Removing the trend of drift induced from acceleration noise for LISA

TL;DR

This paper introduces a frequency domain method combining statistical techniques to effectively remove acceleration noise drift from LISA data, enabling accurate gravitational-wave background detection.

Contribution

A novel frequency domain approach using Fourier transforms and advanced algorithms to clean LISA data from acceleration noise drift, improving sensitivity.

Findings

LISA sensitivity can be recovered after noise removal.

The method effectively analyzes simulated LISA noise data.

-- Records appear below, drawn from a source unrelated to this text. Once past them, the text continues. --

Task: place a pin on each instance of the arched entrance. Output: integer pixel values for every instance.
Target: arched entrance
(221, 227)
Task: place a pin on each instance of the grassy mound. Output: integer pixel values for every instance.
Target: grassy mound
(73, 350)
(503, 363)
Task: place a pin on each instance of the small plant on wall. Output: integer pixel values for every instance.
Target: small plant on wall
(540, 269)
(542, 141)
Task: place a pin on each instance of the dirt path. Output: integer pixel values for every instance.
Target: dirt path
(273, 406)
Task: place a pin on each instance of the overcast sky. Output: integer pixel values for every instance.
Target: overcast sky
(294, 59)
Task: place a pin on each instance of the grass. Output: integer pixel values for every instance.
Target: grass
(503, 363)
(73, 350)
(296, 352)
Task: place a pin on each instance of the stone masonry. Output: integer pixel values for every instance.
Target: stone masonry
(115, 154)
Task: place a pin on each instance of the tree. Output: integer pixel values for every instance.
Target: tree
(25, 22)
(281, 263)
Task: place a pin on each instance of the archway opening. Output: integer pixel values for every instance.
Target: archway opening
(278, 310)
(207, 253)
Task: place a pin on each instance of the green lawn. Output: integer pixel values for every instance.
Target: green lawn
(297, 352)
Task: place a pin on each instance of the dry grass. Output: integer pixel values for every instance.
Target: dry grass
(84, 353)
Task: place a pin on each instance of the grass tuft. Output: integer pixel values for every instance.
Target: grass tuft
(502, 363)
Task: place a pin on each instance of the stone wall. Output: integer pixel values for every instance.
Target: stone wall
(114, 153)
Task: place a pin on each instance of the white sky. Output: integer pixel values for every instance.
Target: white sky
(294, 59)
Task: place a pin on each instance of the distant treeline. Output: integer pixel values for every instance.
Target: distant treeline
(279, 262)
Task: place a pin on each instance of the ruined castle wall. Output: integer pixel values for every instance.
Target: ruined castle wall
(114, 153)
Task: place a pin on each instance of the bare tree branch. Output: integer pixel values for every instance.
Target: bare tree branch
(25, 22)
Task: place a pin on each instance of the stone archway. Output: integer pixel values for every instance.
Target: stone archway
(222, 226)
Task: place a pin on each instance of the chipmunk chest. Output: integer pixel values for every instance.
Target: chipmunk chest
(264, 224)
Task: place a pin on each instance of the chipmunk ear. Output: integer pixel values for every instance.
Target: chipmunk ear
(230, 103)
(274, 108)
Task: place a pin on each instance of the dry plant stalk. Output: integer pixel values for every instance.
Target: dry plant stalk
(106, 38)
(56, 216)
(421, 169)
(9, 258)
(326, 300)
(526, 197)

Applicable to other space-borne interferometers.

Abstract

In this paper we demonstrate a methodology to remove the power of the drift induced from random acceleration on LISA proof mass in the frequency domain. The drift must be cleaned from LISA time series data in advance of any further analysis. The cleaning is usually performed in the time domain by using a quadratic function to fit the time series data, and then removing the fitted part from the data. Having Fourier transformed the residuals, and then convolved with LISA transfer function, LISA sensitivity curve can be obtained. However, cosmic gravitational-wave background cannot be retrieved with this approach due to its random nature. Here we provide a new representation of power spectrum given by discrete Fourier transform, which is applied to find the function of the drift power for the cleaning in the frequency domain. We also give the probability distribution used to analyze the data in the frequency domain. We combine several techniques, including Markov Chain Monte Carlo method, simulated annealing, and Gelman & Rubin's method, with Baye's theorem to build the algorithm. The algorithm is utilized to analyze 24 simulations of LISA instrumental noise. We prove that the LISA sensitivity can be recovered through this approach. It can help us to build algorithms for some tasks which are must accomplished in the frequency domain for LISA data analysis. This method can be applied to other space-borne interferometers if charges on their proof masses cannot be perfectly cancelled.